Housed inside a greystone building, the Wheelhouse Hotel revels in “the story of a life well lived,” explains designer Nina Grondin, founder and partner at Curioso, who worked in tandem with Bedderman Lodging on the hotel. “We wanted guests to feel as if they were coming to Chicago and staying with a friend.” To create that familiar feeling, the local firm looked no further than the building’s neighbor: Wrigley Field.
The living room lobby is home base for guests and locals alike, donning salvaged stadium seating, a vintage scoreboard, and lounge chairs with baseball stitching. Perhaps nothing speaks more to the baseball motif than a massive installation from artist Christophe Gausparro, which comprises 400 baseball bats that start within a cubby wall of shelves and “gradually fly out of the wall through the lobby and over the reception desk,” describes Grondin. “We wanted to make sure the bold and direct references are artistic and clever while the smaller ones feel like Easter eggs for those who may be looking more carefully for those connections.” Take the 25-cent pack of Wrigley gum left on pillows at night in guestrooms, a nod to William Wrigley Jr., founder of the chewing gum empire. At the same time, the 21 rooms boast custom headboards that evoke the leather of old-school catcher’s mitts while also being “bold and colorful, yet muted and calming.”
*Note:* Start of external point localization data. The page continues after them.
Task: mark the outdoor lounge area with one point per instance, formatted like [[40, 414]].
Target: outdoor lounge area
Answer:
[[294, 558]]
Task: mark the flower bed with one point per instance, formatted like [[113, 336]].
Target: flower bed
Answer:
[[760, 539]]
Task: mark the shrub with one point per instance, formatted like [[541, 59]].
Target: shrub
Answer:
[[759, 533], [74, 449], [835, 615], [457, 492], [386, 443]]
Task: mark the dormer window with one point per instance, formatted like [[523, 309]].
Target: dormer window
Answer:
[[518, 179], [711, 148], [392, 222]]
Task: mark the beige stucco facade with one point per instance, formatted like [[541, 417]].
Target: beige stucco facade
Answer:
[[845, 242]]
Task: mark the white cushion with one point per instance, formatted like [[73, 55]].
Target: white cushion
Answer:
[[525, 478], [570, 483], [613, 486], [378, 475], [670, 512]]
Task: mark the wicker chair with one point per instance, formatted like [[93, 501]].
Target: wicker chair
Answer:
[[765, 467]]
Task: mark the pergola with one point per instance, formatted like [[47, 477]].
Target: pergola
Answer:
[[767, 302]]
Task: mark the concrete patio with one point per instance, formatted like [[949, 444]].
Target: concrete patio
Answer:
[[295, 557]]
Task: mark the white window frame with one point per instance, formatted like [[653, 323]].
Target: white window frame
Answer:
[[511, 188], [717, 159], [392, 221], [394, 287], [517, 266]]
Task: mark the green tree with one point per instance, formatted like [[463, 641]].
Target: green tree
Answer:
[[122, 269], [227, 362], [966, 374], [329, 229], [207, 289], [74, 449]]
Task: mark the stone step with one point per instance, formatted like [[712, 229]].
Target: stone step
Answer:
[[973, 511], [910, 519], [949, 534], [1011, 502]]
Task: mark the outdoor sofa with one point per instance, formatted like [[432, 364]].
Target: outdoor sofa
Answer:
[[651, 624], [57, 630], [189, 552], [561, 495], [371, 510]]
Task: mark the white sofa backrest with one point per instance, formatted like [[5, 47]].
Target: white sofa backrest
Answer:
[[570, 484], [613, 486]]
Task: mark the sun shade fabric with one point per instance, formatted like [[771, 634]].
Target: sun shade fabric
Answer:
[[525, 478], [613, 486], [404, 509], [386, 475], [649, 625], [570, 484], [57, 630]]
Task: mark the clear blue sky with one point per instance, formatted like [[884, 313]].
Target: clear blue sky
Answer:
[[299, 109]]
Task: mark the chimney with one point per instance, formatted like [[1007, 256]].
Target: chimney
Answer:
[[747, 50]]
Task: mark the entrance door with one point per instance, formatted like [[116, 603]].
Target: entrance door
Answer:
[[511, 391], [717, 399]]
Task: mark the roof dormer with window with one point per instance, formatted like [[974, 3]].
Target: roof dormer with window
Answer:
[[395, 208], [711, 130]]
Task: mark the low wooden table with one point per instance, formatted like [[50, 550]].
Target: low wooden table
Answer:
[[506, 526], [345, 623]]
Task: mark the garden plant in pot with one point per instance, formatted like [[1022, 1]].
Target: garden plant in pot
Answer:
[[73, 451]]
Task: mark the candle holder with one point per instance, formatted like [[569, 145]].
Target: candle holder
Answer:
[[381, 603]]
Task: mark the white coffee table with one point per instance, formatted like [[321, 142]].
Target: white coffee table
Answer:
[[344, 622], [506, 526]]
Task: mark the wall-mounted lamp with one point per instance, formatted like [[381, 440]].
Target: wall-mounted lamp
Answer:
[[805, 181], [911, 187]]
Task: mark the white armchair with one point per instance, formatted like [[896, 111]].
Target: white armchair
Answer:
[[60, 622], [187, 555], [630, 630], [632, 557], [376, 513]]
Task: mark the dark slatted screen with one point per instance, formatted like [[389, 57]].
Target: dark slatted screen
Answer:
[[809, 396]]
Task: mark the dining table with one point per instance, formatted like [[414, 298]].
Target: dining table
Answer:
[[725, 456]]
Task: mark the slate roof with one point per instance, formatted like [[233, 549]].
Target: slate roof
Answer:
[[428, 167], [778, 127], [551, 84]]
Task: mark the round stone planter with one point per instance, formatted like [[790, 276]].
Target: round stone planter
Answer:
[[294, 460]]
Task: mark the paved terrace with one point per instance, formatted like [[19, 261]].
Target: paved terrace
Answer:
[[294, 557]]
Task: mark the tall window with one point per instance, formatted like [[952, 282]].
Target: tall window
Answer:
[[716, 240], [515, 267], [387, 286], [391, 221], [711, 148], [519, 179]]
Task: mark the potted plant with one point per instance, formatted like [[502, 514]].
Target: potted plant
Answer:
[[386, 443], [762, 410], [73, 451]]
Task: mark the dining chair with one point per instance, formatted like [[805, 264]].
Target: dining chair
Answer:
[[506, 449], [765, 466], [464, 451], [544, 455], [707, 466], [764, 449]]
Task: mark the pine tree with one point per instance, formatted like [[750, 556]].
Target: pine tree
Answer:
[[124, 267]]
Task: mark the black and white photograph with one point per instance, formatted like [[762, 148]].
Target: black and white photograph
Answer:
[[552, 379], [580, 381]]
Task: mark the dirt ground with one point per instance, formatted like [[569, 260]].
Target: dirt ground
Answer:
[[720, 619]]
F&B offerings include Union Full Board pizzeria as well as sleek basement cocktail bar Tinker to Evers, which cheekily refers to writer Franklin Pierce Adams’ 1910 poem Baseball’s Sad Lexicon that recalls the seamless double plays by famous Chicago Cubs Joe Tinker, Johnny Evers, and Frank Chance. “Experience and memory creation are directly connected to emotion” in the hotel, states Grondin. “We love the idea of curiosity and exploration. We hope to invoke that feeling in our guests as they discover the hotel.”